The whole idea is to stay agile at this stage, to flesh the API out just enough that you can take the use cases and code them up with this nascent API to see if it it’s up to the task. It’s just amazing, there are so many things that are obvious in hindsight but when you’re designing the API, even with the use cases in mind, you get them wrong. Then when you try to code up the use cases you say, “Oh, yeah, this is fundamentally wrong; I have too many classes here; these should be combined, these need to be broken out,” whatever it is. Luckily, your API doc is only a page long, so it’s easy to fix it.
As your confidence in the API increases, then you flesh it out. But the fundamental rule is, write the code that uses the API before you write the code that implements it. Because otherwise you may be wasting your time writing implementation code that won’t get used. In fact, write the code that uses the API before you even flesh out the spec, because otherwise you may be wasting your time writing detailed specs for something that’s fundamentally broken. That’s how I go about designing stuff.
Seibel: And how specific is this to designing things like the Java collections, which are a particular kind of self-contained API?

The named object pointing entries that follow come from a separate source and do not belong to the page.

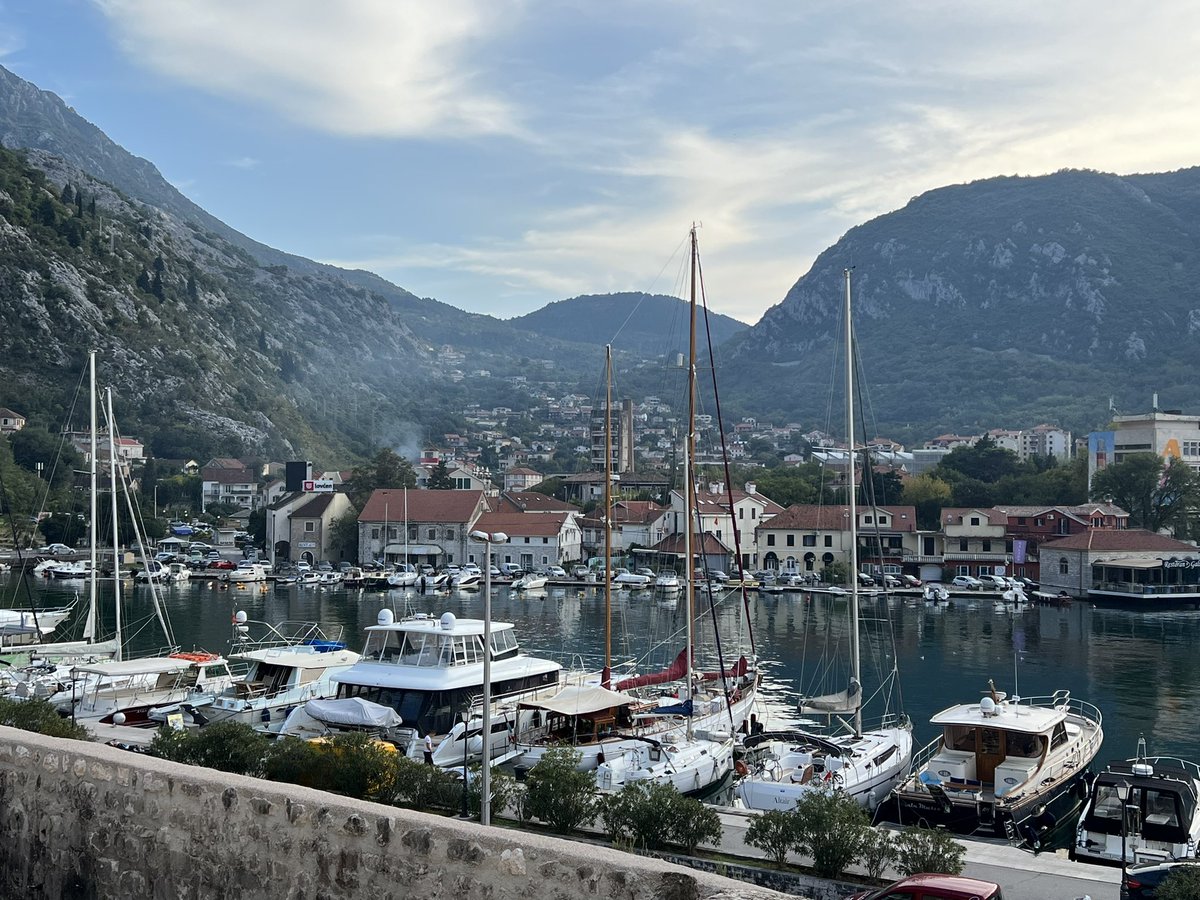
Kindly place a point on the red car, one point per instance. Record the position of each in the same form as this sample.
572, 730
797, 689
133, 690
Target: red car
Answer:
934, 887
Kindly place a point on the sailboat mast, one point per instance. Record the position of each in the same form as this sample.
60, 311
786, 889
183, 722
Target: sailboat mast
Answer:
607, 516
855, 664
112, 485
89, 629
688, 466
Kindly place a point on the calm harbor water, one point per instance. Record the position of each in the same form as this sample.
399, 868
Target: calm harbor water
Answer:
1141, 670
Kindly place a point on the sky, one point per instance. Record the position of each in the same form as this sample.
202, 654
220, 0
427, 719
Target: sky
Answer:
499, 155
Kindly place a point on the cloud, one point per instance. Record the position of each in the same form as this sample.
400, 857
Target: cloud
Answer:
369, 67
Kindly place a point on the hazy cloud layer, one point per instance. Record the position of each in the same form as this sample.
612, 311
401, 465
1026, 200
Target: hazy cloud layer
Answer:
607, 129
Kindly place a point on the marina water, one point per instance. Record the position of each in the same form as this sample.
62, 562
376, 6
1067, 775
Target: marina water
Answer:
1141, 669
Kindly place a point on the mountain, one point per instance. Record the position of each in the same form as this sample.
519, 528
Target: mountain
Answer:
648, 324
1002, 303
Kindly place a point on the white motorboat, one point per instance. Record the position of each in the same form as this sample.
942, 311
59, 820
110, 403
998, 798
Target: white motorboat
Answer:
430, 671
1005, 768
1161, 810
289, 665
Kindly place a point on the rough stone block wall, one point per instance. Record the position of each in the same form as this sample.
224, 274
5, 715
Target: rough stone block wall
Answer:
83, 821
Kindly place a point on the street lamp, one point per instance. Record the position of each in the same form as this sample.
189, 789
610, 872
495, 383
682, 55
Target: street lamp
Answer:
485, 786
1122, 789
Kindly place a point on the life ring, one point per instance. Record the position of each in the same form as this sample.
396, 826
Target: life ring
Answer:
199, 657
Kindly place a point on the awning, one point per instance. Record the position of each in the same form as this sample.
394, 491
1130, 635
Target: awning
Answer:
581, 700
414, 550
1131, 563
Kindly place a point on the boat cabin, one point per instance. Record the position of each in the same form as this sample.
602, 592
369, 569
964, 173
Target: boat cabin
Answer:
1162, 802
995, 745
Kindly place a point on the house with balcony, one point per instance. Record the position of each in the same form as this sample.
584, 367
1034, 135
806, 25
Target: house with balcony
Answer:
809, 538
1131, 567
975, 543
715, 515
1030, 527
414, 526
535, 539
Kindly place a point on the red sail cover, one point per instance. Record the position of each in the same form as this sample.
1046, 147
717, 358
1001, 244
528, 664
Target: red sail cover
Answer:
677, 671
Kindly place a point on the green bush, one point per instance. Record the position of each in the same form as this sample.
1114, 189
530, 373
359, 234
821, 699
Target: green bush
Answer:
647, 815
558, 793
876, 851
41, 717
774, 833
831, 826
925, 850
1183, 883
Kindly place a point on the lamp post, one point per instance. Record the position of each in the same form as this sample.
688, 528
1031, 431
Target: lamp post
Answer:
1122, 789
485, 786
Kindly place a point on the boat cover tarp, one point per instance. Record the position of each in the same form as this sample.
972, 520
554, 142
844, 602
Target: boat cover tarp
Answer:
846, 701
353, 712
678, 670
581, 700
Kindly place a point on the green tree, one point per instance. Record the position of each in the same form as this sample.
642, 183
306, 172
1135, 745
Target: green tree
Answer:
928, 493
558, 793
387, 469
1155, 495
1183, 883
439, 478
831, 826
927, 850
774, 833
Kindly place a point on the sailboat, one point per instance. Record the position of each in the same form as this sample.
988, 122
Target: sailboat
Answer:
863, 763
23, 631
684, 739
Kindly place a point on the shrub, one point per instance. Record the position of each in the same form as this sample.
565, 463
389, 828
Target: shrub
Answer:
558, 793
925, 850
829, 828
41, 717
876, 851
1183, 883
774, 833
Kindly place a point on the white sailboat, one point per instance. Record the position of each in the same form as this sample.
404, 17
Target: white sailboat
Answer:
865, 765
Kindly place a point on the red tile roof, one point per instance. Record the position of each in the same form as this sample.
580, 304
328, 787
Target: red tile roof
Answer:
451, 507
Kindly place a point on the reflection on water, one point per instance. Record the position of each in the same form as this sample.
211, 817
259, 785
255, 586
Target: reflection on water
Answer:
1141, 670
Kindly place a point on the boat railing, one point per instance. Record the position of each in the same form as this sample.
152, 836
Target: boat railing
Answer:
282, 635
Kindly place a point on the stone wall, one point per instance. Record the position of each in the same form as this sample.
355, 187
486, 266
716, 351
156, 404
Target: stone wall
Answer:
83, 821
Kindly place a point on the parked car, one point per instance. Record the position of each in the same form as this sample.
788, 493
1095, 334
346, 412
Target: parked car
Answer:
1143, 881
934, 887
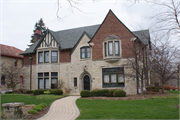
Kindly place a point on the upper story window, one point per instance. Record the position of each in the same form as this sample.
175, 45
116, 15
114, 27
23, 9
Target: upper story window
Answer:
85, 52
111, 46
54, 56
15, 62
40, 57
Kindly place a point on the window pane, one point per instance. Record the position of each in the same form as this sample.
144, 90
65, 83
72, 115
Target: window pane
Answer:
53, 83
120, 78
75, 82
40, 74
46, 84
46, 74
54, 74
40, 83
46, 56
117, 47
110, 48
40, 54
88, 52
54, 56
113, 78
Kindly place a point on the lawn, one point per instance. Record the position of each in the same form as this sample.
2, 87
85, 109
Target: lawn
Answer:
174, 92
29, 99
128, 109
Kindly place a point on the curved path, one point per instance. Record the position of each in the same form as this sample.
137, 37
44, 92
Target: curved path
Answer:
63, 109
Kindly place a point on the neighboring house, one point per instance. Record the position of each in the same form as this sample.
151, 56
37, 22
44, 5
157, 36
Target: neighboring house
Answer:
10, 55
86, 58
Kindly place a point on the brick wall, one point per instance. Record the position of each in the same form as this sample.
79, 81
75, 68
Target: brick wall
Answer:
64, 56
112, 26
27, 60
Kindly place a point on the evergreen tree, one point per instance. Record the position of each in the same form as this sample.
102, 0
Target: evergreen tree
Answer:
40, 25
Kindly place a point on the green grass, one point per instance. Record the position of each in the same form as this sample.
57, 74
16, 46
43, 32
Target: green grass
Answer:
128, 109
174, 92
29, 99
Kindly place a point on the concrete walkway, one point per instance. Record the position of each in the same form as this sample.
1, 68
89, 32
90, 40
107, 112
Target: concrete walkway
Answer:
63, 109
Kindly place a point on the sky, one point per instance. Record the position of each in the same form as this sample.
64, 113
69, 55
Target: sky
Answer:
18, 17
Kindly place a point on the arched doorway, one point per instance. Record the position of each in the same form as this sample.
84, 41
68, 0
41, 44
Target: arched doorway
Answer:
86, 80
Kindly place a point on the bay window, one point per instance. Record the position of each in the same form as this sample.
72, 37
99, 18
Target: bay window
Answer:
113, 77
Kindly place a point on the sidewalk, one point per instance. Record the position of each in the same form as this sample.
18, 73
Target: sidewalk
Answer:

Bloch: I claim it’s less specific than you might think. Programming of any complexity requires API design because big programs have to be modular, and you have to design the intermodular interfaces.
Good programmers think in terms of pieces that make sense in isolation, for several reasons. One is that you, perhaps inadvertently, end up producing useful, reusable modules. If you write a monolithic system and, when it gets too big, you tear it into pieces, there will likely be no clear boundaries, and you’ll end up with unmaintainable sewage. So I claim that it’s simply the best way to program, whether you consider yourself an API designer or not.
That said, the world of programming is very large. If programming for you is writing HTML, it’s probably not the best way to program. But I think that for many kinds of programming, it is.
Seibel: So you want a system that’s made up of modules that are cohesive and loosely coupled. These days there’s at least two views on how you can get to that point. One is to sit down and design these intermodule APIs in advance, the process that you’re talking about. And the other is this “simplest thing that could possibly work, refactor mercilessly” approach.
Bloch: I don’t think the two are mutually exclusive. In a sense, what I’m talking about is test-first programming and refactoring applied to APIs. How do you test an API? You write use cases to it before you’ve implemented it. Although I can’t run them, I am doing test-first programming: I’m testing the quality of the API, when I code up the use cases to see whether the API is up to the task.
Seibel: So you write the client code to use the API and then look at it and ask, “Is this code I would want to write?”
Bloch: Absolutely. Sometimes you don’t even get to the stage where you can look at the client code. You try to write it and you say either, “I cannot do this at all because I forgot this piece of functionality in the API,” or, “I can do this but it’s going to be so tedious that this was not the right approach.”